La Galleria La Nuvola di Fabio Falsaperla apre il suo secondo spazio espositivo a Roma sotto la direzione della figlia Alice, con una mostra di Pino Pascali, artista tra i più rappresentativi della Scuola di Piazza del Popolo, gruppo artistico che proprio Falsaperla ha avuto il merito di promuovere fin dagli inizi della sua attività, divenendone, nel corso del tempo, il gallerista di riferimento. Dopo le personali dedicate a Tano Festa, Mario Schifano, Franco Angeli, Mario Ceroli, Renato Mambor, Cesare Tacchi, Gino Marotta, Giosetta Fioroni e Sergio Lombardo, non poteva mancare quella di Pino Pascali, già presente, a dire il vero, in alcune esposizioni collettive presentate negli scorsi anni in Galleria.
La mostra vede la presenza di una trentina di opere realizzate dall’artista di origini pugliesi tra il 1960 e il 1966, un momento molto importante per la sua formazione, quando, terminati gli studi in Accademia sotto la guida di Toti Scialoja, inizia a lavorare come aiuto scenografo alla Rai e a collaborare come scenografo pubblicitario, prima con la Incom e poi con la Saraceni-Lodolo (réclame Algida). Con Sandro Lodolo proseguirà il rapporto lavorativo e di amicizia fino alla sua scomparsa. Nel 1963 realizza la sigla Tic Tac per la ditta Sutter e nel 1966 quella per la Cirio, di cui è interprete e regista. Infine, nello stesso anno, collabora con la Maggiora Biscotti, di cui scrive il soggetto, disegna le scenografie e i pupazzi che anima. In mostra sono presenti alcuni disegni realizzati per la prima campagna pubblicitaria dell’Algida (serie Killers) che furono però rifiutati dal committente perché troppo innovativi per l’epoca.
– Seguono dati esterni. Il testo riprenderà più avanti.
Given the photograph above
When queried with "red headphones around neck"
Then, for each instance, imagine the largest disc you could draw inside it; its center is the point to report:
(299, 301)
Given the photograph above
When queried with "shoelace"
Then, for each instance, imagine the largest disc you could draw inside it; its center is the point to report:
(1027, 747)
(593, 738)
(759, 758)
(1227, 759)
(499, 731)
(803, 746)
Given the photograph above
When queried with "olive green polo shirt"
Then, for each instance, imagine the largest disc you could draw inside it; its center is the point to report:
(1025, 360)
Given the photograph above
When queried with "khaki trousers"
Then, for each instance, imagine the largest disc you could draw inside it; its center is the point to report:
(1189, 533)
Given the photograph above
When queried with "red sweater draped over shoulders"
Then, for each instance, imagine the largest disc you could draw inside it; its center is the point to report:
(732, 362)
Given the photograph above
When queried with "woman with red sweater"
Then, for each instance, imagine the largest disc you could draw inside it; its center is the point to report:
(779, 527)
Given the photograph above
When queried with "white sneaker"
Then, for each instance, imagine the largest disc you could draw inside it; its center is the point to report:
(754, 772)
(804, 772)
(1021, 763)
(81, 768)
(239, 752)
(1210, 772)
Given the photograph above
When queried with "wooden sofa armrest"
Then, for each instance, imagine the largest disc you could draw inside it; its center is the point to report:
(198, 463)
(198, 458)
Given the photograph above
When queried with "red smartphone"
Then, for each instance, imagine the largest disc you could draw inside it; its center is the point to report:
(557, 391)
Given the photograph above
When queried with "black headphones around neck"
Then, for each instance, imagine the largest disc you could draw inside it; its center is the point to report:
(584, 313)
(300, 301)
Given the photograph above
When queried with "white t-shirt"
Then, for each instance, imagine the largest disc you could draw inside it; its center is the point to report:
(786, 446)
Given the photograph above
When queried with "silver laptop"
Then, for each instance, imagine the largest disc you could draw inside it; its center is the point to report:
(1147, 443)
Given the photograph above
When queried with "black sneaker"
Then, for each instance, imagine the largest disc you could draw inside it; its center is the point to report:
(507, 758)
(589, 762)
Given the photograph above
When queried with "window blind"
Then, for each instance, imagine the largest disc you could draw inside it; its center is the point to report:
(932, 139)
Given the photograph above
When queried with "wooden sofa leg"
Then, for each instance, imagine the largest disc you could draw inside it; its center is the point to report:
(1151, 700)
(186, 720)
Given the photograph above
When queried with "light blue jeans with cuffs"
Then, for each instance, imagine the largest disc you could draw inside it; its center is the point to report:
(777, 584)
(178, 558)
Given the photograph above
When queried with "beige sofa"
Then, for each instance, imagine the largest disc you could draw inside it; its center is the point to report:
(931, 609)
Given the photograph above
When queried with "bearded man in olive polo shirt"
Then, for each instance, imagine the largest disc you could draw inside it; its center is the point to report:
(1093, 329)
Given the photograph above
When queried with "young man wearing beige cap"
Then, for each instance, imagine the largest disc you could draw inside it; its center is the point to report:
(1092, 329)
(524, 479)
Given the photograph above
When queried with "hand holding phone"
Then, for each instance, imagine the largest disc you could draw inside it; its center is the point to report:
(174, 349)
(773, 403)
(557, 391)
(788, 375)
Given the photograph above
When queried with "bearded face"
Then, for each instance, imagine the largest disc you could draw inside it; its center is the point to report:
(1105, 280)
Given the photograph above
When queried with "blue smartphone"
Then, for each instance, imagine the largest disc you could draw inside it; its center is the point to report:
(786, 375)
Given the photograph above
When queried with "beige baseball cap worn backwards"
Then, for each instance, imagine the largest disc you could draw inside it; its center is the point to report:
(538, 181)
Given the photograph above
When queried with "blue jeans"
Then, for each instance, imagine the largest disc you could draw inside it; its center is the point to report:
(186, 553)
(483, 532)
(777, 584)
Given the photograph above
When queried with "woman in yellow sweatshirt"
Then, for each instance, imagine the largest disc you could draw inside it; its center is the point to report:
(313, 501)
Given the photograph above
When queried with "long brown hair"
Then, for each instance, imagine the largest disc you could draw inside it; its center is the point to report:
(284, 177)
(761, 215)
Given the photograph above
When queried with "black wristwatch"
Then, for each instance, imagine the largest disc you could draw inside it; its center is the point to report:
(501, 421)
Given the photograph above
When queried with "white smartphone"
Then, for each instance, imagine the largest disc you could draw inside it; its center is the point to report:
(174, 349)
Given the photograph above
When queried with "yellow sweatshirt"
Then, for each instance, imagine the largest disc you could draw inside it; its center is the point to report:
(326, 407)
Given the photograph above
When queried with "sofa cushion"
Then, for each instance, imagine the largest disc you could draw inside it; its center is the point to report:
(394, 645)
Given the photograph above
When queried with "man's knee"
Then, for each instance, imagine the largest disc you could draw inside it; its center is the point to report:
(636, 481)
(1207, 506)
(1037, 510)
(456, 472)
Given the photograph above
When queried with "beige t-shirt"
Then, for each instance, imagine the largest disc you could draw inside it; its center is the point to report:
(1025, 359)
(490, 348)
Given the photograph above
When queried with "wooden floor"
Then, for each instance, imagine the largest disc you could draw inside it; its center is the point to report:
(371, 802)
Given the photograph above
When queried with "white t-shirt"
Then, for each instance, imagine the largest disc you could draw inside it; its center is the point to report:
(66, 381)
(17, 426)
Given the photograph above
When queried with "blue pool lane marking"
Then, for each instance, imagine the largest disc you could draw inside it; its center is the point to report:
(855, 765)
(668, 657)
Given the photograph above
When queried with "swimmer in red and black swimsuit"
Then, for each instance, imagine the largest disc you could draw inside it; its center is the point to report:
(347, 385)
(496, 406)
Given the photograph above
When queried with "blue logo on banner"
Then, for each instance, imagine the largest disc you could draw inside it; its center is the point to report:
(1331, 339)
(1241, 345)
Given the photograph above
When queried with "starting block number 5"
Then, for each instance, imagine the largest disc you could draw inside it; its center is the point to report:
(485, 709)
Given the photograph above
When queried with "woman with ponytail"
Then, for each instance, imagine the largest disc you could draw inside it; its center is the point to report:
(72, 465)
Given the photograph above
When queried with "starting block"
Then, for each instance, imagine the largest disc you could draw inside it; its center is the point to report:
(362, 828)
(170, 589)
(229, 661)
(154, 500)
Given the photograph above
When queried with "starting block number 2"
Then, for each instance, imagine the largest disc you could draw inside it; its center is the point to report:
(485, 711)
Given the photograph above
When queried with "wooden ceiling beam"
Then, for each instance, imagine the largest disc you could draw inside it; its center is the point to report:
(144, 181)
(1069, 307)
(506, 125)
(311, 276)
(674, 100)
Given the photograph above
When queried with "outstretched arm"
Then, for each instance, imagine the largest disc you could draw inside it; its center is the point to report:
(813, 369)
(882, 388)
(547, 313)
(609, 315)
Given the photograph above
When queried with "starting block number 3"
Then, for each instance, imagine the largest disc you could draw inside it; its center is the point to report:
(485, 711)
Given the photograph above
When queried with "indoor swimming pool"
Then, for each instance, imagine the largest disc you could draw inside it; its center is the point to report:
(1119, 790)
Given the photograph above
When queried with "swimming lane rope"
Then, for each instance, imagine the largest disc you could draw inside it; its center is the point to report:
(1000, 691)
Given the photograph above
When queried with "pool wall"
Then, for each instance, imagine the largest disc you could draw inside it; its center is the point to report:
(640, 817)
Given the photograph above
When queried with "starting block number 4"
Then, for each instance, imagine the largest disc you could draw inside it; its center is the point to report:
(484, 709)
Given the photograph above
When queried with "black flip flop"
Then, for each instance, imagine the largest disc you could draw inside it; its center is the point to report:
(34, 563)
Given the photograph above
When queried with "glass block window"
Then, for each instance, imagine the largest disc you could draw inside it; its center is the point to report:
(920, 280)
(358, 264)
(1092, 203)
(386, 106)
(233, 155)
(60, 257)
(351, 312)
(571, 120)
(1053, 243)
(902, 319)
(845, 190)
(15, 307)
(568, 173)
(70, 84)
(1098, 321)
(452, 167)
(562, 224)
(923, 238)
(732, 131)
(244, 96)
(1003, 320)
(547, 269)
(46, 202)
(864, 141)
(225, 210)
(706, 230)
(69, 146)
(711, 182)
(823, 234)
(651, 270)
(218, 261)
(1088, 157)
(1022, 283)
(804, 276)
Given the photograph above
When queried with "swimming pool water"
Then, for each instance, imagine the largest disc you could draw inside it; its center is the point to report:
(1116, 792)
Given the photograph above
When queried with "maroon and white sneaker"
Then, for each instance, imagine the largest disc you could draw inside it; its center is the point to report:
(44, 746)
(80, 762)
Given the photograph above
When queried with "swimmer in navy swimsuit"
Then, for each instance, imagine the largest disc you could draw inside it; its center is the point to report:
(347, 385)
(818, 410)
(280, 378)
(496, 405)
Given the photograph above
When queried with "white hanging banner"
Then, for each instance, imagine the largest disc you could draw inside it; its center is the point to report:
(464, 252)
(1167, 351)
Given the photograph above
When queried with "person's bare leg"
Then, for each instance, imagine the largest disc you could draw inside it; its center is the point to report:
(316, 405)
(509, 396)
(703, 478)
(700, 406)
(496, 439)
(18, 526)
Come noto, a partire dal 1964, Pascali imprimerà una svolta alla propria ricerca, che da bidimensionale si trasformerà in oggettuale, e di conseguenza tridimensionale, per poi diventare negli ultimi anni della sua breve ma intensa vita, tra il 1966 e il 1968, installativa/ ambientale. Al periodo pop, tra il 1964-65, identificabile con la produzione delle Labbra rosse o della Maternità, o ancora del Torso di una negra, aggettanti dal supporto della tela (chiara l’influenza esercitata dal Burri dei Gobbi ma anche delle coeve Tappezzerie di Tacchi), segue, l’anno successivo, quello delle Armi da guerra ricostruite fedelmente dall’artista riutilizzando oggetti di scarto recuperati; successivamente arriveranno quelle realizzate con materiali “poveri” come le terre, le pozzanghere d’acqua o quelle con le tele centinate aventi come soggetti gli animali (dinosauro, bucranio, balena).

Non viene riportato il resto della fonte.